Richard Lowe considers the competition between real estate and infrastructure asset classes, as this year’s real estate investor survey hints at a resurgence in investment

Richard Lowe - Editor IPE Real Assets

Earlier this year, IFM Investors called on institutional investors to carve out infrastructure from their alternatives portfolios and establish it as a “foundational” asset class. In its Infrastructure Outlook 2024 paper, the global infrastructure fund manager made the case for infrastructure to become a “portfolio cornerstone”, comparable to real estate.

But IFM Investors went further, somewhat contentiously suggesting that infrastructure could do so while also supplanting real estate. “Historically, property has been considered a foundational asset for many institutional investors,” the paper said. “But in light of the seismic changes occurring in commercial property, and both listed and unlisted property’s weaker performance, with higher volatility than unlisted infrastructure, this allows for a discussion as to whether a shift away from commercial property will see infrastructure take its place in portfolios.”

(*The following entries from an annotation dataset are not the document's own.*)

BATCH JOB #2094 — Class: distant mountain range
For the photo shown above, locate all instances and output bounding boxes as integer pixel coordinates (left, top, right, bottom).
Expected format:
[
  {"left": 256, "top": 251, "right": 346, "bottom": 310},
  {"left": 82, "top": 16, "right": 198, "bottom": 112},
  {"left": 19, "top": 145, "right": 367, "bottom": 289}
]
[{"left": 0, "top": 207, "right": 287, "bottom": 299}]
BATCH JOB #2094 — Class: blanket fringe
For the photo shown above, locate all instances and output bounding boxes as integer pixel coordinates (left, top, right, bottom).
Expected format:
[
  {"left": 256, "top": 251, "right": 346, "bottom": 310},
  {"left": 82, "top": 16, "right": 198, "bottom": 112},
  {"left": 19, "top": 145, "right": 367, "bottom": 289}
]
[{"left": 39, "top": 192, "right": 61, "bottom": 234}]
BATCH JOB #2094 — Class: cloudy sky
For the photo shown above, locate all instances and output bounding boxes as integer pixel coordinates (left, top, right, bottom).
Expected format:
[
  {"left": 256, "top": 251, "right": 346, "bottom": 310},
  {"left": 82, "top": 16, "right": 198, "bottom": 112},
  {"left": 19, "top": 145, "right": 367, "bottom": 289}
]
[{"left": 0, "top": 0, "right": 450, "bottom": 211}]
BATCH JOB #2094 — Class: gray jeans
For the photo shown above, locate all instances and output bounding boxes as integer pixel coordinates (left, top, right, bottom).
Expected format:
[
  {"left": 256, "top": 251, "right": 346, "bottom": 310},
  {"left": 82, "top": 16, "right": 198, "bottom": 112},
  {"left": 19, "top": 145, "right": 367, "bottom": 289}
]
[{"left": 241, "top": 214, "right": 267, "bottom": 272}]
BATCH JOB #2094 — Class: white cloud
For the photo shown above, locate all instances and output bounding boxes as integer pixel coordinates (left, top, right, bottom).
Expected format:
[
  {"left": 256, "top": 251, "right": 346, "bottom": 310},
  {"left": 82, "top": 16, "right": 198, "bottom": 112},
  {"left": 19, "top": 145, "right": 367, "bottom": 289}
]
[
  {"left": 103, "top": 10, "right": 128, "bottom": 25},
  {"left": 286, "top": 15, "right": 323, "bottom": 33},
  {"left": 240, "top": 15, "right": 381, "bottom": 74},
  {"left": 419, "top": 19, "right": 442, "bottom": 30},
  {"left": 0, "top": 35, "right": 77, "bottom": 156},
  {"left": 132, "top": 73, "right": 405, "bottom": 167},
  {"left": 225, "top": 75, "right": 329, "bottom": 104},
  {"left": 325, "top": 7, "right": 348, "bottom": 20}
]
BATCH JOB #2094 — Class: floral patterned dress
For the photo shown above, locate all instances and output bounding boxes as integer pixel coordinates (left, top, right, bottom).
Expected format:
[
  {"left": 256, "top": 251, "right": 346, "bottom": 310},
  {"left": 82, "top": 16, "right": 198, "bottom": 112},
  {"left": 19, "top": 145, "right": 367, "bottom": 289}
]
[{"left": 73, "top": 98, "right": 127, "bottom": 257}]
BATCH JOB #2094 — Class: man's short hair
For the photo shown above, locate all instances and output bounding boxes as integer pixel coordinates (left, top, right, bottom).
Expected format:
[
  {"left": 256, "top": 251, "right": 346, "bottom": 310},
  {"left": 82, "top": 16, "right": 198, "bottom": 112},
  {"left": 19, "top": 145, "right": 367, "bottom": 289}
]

The proposition followed another paper published this year that stated: “The future of the entire real estate asset class – and real estate investment management as a specialist industry – is under threat from broader and more sustainability-aligned real asset or infrastructure typologies.”

The paper, The real estate investment manager of the future, by Andrew Baum, chairman of Newcore Capital and Oxford University professor, and Valentina Shegoyan, founding partner of OPREIM, pointed to the growth of social infrastructure, an area that overlaps with real estate around housing and healthcare property.

As Baum and Shegoyan explore how the traditional real estate asset class needs to evolve to become more operational, they conclude that the “future for real estate investment management may be challenging, but necessity is the mother of invention”.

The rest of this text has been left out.